Le parc bâti dominant
Toitures-terrasses, loggias, béton enduit et menuiseries en aluminium de première génération : le vocabulaire des résidences livrées entre 1980 et 2000 se retrouve dans une large part de la ville. Le centre médiéval, l'Écusson, oppose à cela des immeubles en pierre très denses, aux escaliers étroits et aux façades protégées. Entre les deux figurent les grands ensembles des années 1960 à l'ouest, des faubourgs de maisons de ville en pierre et des lotissements périphériques. Les opérations les plus récentes, à l'est, relèvent d'une autre logique, avec parkings enterrés et isolation par l'extérieur.
Secteurs concernés
L'Écusson · Antigone · Port Marianne · Hôpitaux-Facultés · Les Aubes · Les Cévennes
Ce qu'il faut avoir regardé à Montpellier avant de signer
- 01
Les toitures-terrasses des résidences des années 1980 arrivent en fin de vie d'étanchéité ; les épisodes pluvieux intenses de l'automne en révèlent les points faibles avant tout autre indice visible.
- 02
Le confort d'été commande beaucoup de projets : occultations extérieures, ventilation nocturne et traitement des toitures pèsent souvent plus qu'un équipement de climatisation ajouté après coup.
- 03
Dans l'Écusson, l'étroitesse des rues, la protection des façades et l'absence d'ascenseur dans la plupart des immeubles limitent le format des équipements que l'on peut réellement monter.
Ce que Montpellier impose au déroulé
Accéder à un immeuble d'Antigone ou des Aubes suppose de composer avec des dalles piétonnes, des parkings souterrains à faible hauteur libre et des rues où le stationnement de surface est réglementé. Les utilitaires hauts n'entrent pas dans tous les sous-sols, ce qui reporte les livraisons sur la voirie et suppose une autorisation d'occupation temporaire. Dans le centre, le périmètre piéton et les abords de monuments historiques impliquent l'avis de l'architecte des Bâtiments de France pour ce qui se voit depuis la rue. Les règles locales d'urbanisme et les plans de prévention du risque inondation liés au Lez et à la Mosson encadrent par ailleurs les niveaux bas et les extensions.
Traitement de l'humidité
Ce qui assèche un mur, ce qui l'enferme
On entre dans un magasin de bricolage avec la photo de son mur sur le téléphone, et l'on en ressort avec un pot de peinture anti-humidité. C'est le trajet le plus fréquent, et le plus regrettable. Ces peintures, comme les enduits vendus sous la même promesse, ne retirent pas un gramme d'eau à la maçonnerie : elles créent un film peu perméable à la vapeur, précisément du côté où l'eau s'évaporait jusque-là. L'évaporation étant bloquée à cet endroit, le front humide ne s'arrête plus à la même hauteur et monte chercher plus haut une zone où sortir. Les sels, eux, continuent d'arriver et cristallisent désormais sous le film, où leur croissance décolle la peinture, la fait cloquer et emporte au passage une partie du support. Le même raisonnement vaut pour un enduit ciment appliqué en bas de mur ancien et pour un doublage étanche plaqué sur une paroi humide : le problème est déplacé derrière la finition, où il travaille sans être vu. Reboucher n'est pas traiter, et une entreprise qui propose de repeindre avant d'avoir nommé une cause n'a rien diagnostiqué.
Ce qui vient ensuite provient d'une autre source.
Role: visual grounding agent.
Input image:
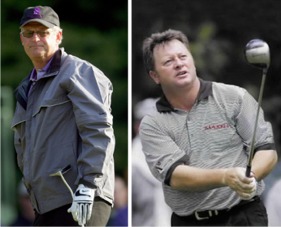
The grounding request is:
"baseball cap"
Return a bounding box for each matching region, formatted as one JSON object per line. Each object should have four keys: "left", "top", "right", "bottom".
{"left": 20, "top": 6, "right": 60, "bottom": 28}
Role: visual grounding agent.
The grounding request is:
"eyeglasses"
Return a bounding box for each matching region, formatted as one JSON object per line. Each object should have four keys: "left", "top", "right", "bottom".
{"left": 20, "top": 30, "right": 51, "bottom": 38}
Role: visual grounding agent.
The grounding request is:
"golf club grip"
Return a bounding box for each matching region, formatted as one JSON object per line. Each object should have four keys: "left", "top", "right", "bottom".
{"left": 245, "top": 165, "right": 251, "bottom": 177}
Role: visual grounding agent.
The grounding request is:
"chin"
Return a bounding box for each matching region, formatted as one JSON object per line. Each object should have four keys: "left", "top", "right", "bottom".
{"left": 178, "top": 77, "right": 197, "bottom": 88}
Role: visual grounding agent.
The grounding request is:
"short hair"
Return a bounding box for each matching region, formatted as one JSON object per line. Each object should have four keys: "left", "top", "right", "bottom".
{"left": 52, "top": 26, "right": 63, "bottom": 45}
{"left": 142, "top": 29, "right": 190, "bottom": 74}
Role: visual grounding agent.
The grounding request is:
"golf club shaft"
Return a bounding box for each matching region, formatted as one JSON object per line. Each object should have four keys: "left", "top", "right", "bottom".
{"left": 58, "top": 173, "right": 85, "bottom": 227}
{"left": 58, "top": 172, "right": 74, "bottom": 197}
{"left": 246, "top": 68, "right": 267, "bottom": 177}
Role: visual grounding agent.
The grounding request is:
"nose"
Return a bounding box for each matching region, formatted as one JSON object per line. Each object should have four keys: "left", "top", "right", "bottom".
{"left": 31, "top": 32, "right": 41, "bottom": 40}
{"left": 174, "top": 57, "right": 183, "bottom": 68}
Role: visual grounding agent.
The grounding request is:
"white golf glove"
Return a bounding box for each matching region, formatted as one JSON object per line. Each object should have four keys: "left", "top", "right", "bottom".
{"left": 68, "top": 184, "right": 95, "bottom": 226}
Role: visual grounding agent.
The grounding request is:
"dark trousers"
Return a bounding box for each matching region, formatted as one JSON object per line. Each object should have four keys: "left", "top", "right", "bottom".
{"left": 34, "top": 198, "right": 112, "bottom": 226}
{"left": 171, "top": 197, "right": 268, "bottom": 226}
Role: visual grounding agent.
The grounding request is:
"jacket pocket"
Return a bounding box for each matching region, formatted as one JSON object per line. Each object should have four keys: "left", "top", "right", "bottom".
{"left": 11, "top": 104, "right": 26, "bottom": 129}
{"left": 36, "top": 142, "right": 78, "bottom": 200}
{"left": 32, "top": 95, "right": 71, "bottom": 117}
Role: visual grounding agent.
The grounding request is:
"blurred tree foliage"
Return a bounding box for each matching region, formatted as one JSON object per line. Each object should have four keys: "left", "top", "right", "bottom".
{"left": 132, "top": 0, "right": 281, "bottom": 155}
{"left": 1, "top": 0, "right": 128, "bottom": 175}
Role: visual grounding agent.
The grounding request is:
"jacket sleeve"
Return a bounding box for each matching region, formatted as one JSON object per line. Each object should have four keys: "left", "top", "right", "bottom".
{"left": 67, "top": 63, "right": 115, "bottom": 189}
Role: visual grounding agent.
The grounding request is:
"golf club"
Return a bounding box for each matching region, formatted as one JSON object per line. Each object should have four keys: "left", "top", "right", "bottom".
{"left": 244, "top": 39, "right": 270, "bottom": 177}
{"left": 50, "top": 166, "right": 85, "bottom": 227}
{"left": 49, "top": 165, "right": 74, "bottom": 197}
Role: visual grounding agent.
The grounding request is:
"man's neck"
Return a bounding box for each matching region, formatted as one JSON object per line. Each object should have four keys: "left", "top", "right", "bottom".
{"left": 31, "top": 49, "right": 58, "bottom": 70}
{"left": 164, "top": 77, "right": 200, "bottom": 111}
{"left": 32, "top": 58, "right": 50, "bottom": 70}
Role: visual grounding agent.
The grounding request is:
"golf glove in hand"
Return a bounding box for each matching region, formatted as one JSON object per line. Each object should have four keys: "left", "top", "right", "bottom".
{"left": 68, "top": 184, "right": 95, "bottom": 226}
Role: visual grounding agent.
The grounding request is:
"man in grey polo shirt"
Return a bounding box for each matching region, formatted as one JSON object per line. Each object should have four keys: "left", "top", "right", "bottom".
{"left": 139, "top": 29, "right": 278, "bottom": 226}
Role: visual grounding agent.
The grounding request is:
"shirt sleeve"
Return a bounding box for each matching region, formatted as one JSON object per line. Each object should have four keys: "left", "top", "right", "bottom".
{"left": 139, "top": 114, "right": 189, "bottom": 185}
{"left": 235, "top": 88, "right": 275, "bottom": 152}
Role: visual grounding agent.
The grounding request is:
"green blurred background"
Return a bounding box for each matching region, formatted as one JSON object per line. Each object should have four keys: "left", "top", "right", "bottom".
{"left": 1, "top": 0, "right": 128, "bottom": 225}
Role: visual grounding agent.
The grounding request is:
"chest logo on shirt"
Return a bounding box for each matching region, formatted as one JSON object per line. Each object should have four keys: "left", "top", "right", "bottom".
{"left": 204, "top": 123, "right": 230, "bottom": 130}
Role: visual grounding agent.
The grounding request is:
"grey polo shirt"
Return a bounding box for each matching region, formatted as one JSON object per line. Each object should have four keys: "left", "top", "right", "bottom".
{"left": 139, "top": 79, "right": 275, "bottom": 216}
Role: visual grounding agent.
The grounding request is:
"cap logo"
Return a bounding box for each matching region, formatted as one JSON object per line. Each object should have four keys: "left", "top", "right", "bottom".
{"left": 33, "top": 7, "right": 41, "bottom": 16}
{"left": 27, "top": 7, "right": 42, "bottom": 19}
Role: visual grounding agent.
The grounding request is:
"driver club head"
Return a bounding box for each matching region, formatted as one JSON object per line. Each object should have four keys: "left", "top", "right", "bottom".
{"left": 245, "top": 39, "right": 270, "bottom": 70}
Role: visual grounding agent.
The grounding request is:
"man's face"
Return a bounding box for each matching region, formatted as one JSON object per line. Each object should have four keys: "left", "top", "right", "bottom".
{"left": 20, "top": 22, "right": 62, "bottom": 63}
{"left": 149, "top": 39, "right": 197, "bottom": 91}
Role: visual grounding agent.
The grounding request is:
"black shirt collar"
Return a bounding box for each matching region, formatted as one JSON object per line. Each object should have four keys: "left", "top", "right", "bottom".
{"left": 156, "top": 78, "right": 213, "bottom": 113}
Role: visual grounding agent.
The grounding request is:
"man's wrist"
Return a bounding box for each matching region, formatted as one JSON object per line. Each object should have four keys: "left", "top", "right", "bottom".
{"left": 78, "top": 179, "right": 97, "bottom": 189}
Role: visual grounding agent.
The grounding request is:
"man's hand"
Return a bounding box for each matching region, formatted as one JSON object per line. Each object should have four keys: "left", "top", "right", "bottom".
{"left": 223, "top": 167, "right": 257, "bottom": 200}
{"left": 67, "top": 184, "right": 95, "bottom": 226}
{"left": 240, "top": 178, "right": 257, "bottom": 200}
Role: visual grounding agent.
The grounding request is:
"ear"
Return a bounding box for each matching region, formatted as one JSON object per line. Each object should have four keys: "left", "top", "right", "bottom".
{"left": 149, "top": 70, "right": 160, "bottom": 84}
{"left": 56, "top": 31, "right": 63, "bottom": 44}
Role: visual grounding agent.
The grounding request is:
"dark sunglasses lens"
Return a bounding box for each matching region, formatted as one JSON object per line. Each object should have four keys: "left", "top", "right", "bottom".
{"left": 38, "top": 32, "right": 48, "bottom": 37}
{"left": 22, "top": 31, "right": 49, "bottom": 38}
{"left": 22, "top": 31, "right": 34, "bottom": 38}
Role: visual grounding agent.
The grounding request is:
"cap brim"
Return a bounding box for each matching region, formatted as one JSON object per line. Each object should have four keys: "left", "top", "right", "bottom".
{"left": 20, "top": 19, "right": 55, "bottom": 28}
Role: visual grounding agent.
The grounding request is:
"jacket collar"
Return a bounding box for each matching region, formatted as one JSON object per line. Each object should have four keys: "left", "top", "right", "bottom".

Quand les remontées capillaires sont établies, le traitement consiste à recréer la barrière horizontale que le mur n'a jamais eue. Des trous sont forés en ligne au bas de la maçonnerie, à intervalle régulier, et un gel ou une résine y est injecté : le produit diffuse dans les pores et rend une tranche de mur non capillaire. La réussite tient à des conditions précises, une barrière continue sur toute l'épaisseur, un matériau assez homogène pour que le produit se répartisse, et surtout le retrait des enduits saturés de sels, faute de quoi la tache subsistera longtemps après que le mur aura cessé de boire. Sur certaines maçonneries anciennes à double parement remplies de terre et de moellons, la diffusion est trop aléatoire pour qu'on s'y fie seule. Lorsque l'eau vient du terrain, agir dehors est presque toujours plus durable : un drain posé sur lit de gravier au pied des fondations, enveloppé de géotextile, avec une pente franche et un exutoire réel, car un drain sans exutoire devient une réserve d'eau contre le mur. En sous-sol, quand l'extérieur est inaccessible, le cuvelage rend la paroi étanche par l'intérieur ; il n'assèche pas le mur, il enferme l'eau dans la maçonnerie et travaille sous la poussée, ce qui suppose une exécution soignée et un local dont on accepte qu'il ne respire plus.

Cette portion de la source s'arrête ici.